Hacker Gets the Goods on Global Warming... or something

AFK · December 18, 2009, 06:38:52 PM

Quote from: Doctor Rat Bastard on December 18, 2009, 06:33:48 PM
Quote from: Rev. What's-His-Name? on December 18, 2009, 06:18:01 PM
Well, my research protocol would be laid out and my sources would be cited. Everything that is necessary to pass the IRB process. IMO, if that's not good enough for the MPP, then yes, I would tell them, politely, to go suck eggs. If a research design can pass muster with IRB, I'm not sure why it is necessary, or useful, to share raw data with an entity like the MPP. And the MPP of course would be welcome to check with my sources if they really wanted to. But I was commenting more on the general public, and I don't see how it makes any sense to give raw data to untrained eyes. I am the professional, it is my job to process and present the data. If they don't trust me, they need to take it up with the IRB that approved my research.

Hrmmm, but without raw data, how can someone duplicate your results? How can someone verify your interpretation... how can someone see if perhaps you made a mistake in your math or your data manipulation?

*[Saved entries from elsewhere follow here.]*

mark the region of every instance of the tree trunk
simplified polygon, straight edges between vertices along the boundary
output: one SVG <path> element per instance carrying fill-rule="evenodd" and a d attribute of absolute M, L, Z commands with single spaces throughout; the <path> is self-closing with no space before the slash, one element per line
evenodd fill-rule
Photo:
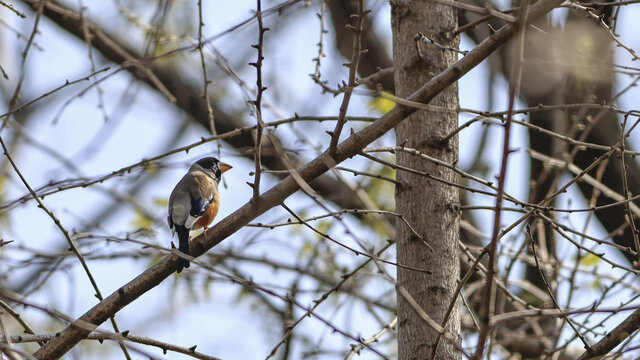
<path fill-rule="evenodd" d="M 457 26 L 456 10 L 432 1 L 398 0 L 392 2 L 393 60 L 396 95 L 406 97 L 457 59 L 448 48 L 458 48 L 458 37 L 450 36 Z M 418 40 L 426 36 L 442 46 Z M 419 36 L 419 35 L 418 35 Z M 454 84 L 430 105 L 436 110 L 420 110 L 396 128 L 396 143 L 417 149 L 448 163 L 457 163 L 458 139 L 444 147 L 433 145 L 434 137 L 453 131 L 458 124 L 458 88 Z M 398 165 L 456 182 L 453 171 L 398 152 Z M 398 171 L 396 209 L 421 234 L 428 246 L 414 236 L 403 223 L 396 225 L 398 264 L 426 269 L 431 274 L 398 267 L 398 282 L 417 300 L 422 309 L 442 323 L 449 304 L 454 301 L 446 329 L 459 339 L 458 300 L 453 293 L 459 278 L 458 262 L 458 189 L 423 176 Z M 438 333 L 424 322 L 398 293 L 398 359 L 429 359 Z M 436 359 L 460 358 L 456 345 L 445 340 L 437 347 Z"/>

This seems especially important with Climate data, as its now clear that only some data was used (the homogenized data) lots of data was tossed and the computer programs that manipulated the data appear to produce results now that don't match.

So the CRU data is based on a subset of measurements that were then run through a computer model (which can't now be replicated at least not according to the developer in the Harry Read Me file).

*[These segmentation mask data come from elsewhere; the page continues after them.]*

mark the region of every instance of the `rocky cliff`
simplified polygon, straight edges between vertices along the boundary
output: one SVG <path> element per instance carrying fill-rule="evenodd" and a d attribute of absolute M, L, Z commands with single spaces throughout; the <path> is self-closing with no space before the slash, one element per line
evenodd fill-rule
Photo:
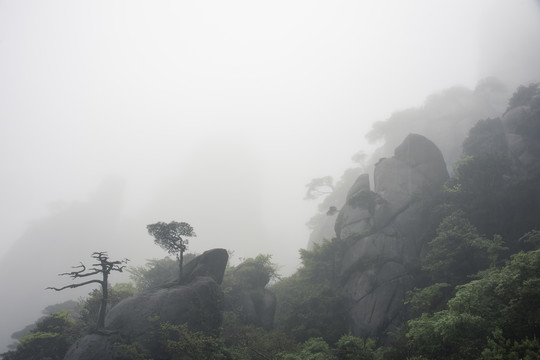
<path fill-rule="evenodd" d="M 416 133 L 430 139 L 441 150 L 448 171 L 451 173 L 454 162 L 462 155 L 462 142 L 469 130 L 480 119 L 495 118 L 505 111 L 508 105 L 508 89 L 495 78 L 485 78 L 474 89 L 451 87 L 429 95 L 422 106 L 394 112 L 388 119 L 373 124 L 366 134 L 370 142 L 381 142 L 374 153 L 362 164 L 370 176 L 373 165 L 383 157 L 393 156 L 394 149 L 409 133 Z M 311 234 L 308 249 L 324 239 L 332 239 L 334 234 L 334 216 L 326 216 L 330 206 L 341 208 L 345 203 L 342 185 L 345 191 L 353 184 L 359 174 L 350 178 L 347 172 L 361 170 L 348 169 L 337 183 L 332 194 L 320 204 L 319 213 L 308 225 Z"/>
<path fill-rule="evenodd" d="M 374 191 L 367 174 L 351 187 L 335 230 L 346 246 L 340 278 L 355 335 L 381 337 L 401 324 L 412 271 L 429 241 L 429 199 L 447 179 L 437 146 L 410 134 L 376 164 Z"/>
<path fill-rule="evenodd" d="M 156 326 L 165 322 L 214 333 L 221 325 L 223 292 L 219 285 L 227 260 L 226 250 L 209 250 L 186 264 L 181 281 L 121 301 L 107 314 L 105 329 L 78 340 L 64 359 L 114 359 L 116 343 L 137 342 L 152 350 Z"/>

So even if your research protocols are good and your data collection is sound... the code used to manipulate the data might be buggy... if so, how is anyone going to discover the error, if they simply accept your report because the IRB said you were cool?

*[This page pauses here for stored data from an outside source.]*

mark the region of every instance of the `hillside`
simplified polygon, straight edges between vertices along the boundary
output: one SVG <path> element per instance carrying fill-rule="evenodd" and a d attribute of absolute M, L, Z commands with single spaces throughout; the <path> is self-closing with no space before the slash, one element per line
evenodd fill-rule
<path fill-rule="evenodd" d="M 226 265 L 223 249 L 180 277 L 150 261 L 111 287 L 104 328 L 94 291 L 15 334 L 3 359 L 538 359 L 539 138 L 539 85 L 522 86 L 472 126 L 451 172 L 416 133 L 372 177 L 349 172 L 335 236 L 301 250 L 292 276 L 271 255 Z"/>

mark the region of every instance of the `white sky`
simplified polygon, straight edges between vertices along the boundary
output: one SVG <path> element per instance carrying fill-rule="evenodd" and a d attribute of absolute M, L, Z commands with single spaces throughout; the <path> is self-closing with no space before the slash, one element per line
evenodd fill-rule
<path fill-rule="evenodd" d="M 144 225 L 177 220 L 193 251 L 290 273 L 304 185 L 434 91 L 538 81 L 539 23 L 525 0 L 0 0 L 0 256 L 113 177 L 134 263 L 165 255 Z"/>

It seems absurd to me that we're even having this discussion... how does refusing access to raw data get us closer to knowledge?

If my research is published, it has already gone through this process. If I'm simply gathering multiple sources of indicator data, then anyone is free to gather that as well and they'll have the sources I cite to refer too.

Bebek Sincap Ratatosk · December 18, 2009, 06:42:43 PM

Also, I'm entirely open to being shown that my interpretation of this situation is incorrect... If they are sharing data and methodology and I just missed it... I would like to know!!!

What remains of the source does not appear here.